Crottin de Chavignol
The list has got to include a chèvre, of course. There’s a few to choose from to say it the least. This one is from the Berry province in Loire, perhaps the area mostly associated with chèvre. Like most other chèvre the taste differs a lot from young to matured. Turns drier as it matures. Mostly consumed young while it is moist and with fine acidity and flavour is more delicate. As it matures it develops a touch of blueing on the outside, which is normal. Sancerre with this one, on the balcony at sunset a mild summer evening.
Probably one of the most famous French cheeses, if not the most famous often called the King of (the) Blues. Only raw ewe’s milk. From the Midi-Pyrénées, or Occitanie as it has been for a while.

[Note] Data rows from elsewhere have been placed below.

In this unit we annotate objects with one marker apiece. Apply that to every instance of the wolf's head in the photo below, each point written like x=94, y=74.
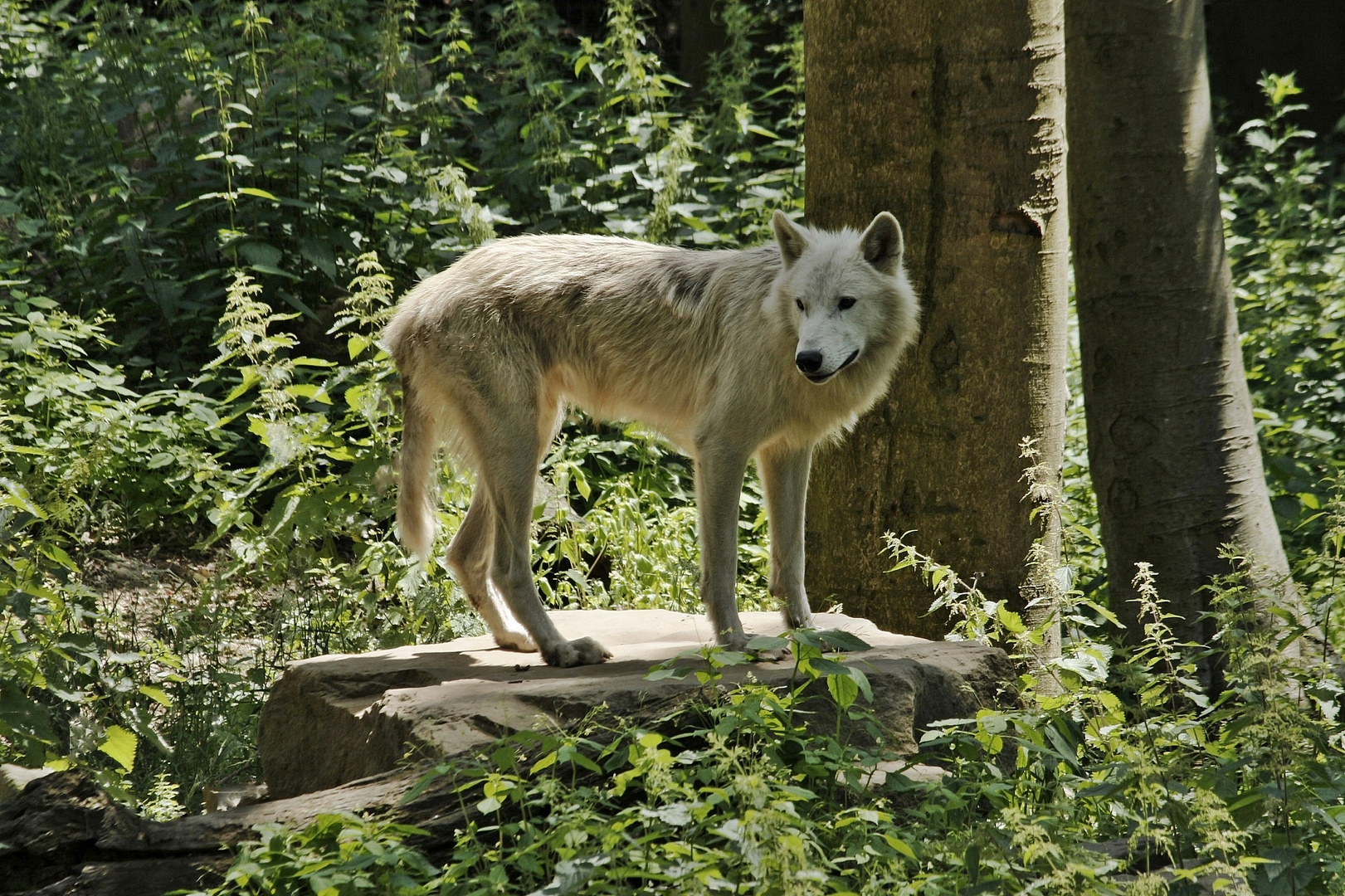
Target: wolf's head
x=845, y=295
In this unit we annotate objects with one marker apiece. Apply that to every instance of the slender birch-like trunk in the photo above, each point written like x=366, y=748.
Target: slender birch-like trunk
x=1172, y=441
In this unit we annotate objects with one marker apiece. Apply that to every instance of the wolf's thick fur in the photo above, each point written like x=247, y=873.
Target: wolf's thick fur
x=714, y=348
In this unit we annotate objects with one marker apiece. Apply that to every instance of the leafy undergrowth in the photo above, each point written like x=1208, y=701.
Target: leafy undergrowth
x=1114, y=772
x=194, y=486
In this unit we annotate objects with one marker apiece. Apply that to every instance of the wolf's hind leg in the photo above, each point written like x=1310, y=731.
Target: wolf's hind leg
x=509, y=471
x=784, y=476
x=719, y=486
x=470, y=558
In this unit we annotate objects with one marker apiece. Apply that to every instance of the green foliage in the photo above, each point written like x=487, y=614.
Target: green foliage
x=1239, y=792
x=205, y=217
x=168, y=182
x=145, y=156
x=1284, y=227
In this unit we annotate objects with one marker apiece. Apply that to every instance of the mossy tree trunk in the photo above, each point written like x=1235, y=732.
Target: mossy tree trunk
x=950, y=114
x=1172, y=441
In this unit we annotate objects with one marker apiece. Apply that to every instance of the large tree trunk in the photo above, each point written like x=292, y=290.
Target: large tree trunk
x=950, y=114
x=1171, y=435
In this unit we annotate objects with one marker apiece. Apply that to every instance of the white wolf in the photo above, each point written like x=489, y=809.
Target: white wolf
x=732, y=354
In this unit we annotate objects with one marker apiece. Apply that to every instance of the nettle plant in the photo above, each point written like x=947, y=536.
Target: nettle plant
x=144, y=156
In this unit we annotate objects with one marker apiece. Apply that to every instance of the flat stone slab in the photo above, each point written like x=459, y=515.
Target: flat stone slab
x=337, y=718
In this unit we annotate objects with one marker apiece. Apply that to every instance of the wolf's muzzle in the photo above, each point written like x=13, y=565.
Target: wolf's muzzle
x=821, y=378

There are seven producers of Roquefort and my personal favourite is Carles. One of the small producers.
Roquefort is matured for three to nine months in the limestone caves at Mont Combalou in Roquefort-sur-Soulzon. Important to note that it does not have to be made there, only matured. That does not mean it could be made anywhere. The area from which milk can be collected has been narrowed quite a lot as the AOP regulations have been revised. Very salty and savoury. Of fall the blues the Roquefort is the saltiest, in my my opinion at least. Could be the reason a glass of Sauternes pairs so well. Texture is something between soft and crumbly, and at times towards soggy. Melts on your tongue. There is a lot of fine blues out there, but there is something special with Roquefort.
Vacherin du Haut-Doubs
Some other time of year, and it could be an other cheese as my fifth choice. A cult cheese from the French Jura, and Swiss as well, but I prefer the French as it is made from raw cow’s milk.
In popular speech is is called just Mont d’Or irrespective of it being French or Swiss. The correct name of the French variety is Vacherin du Haut-Doubs. The most common size comes in a wooden box. What’s so fantastic with this cheese is if you heat it for a while you have a ready single portion fondue. Into the oven at 180 degrees centigrade for 25 minutes. Voila! Pair it with a white Burgundy or Chardonnay from the Jura where it comes from.
Now you’ve got a small cheese plate. The odd man out regarding wine is the Roquefort, the others can work very well together with one wine, preferable white. So have yourself a glass of Sauternes with the Roquefort. Well deserved.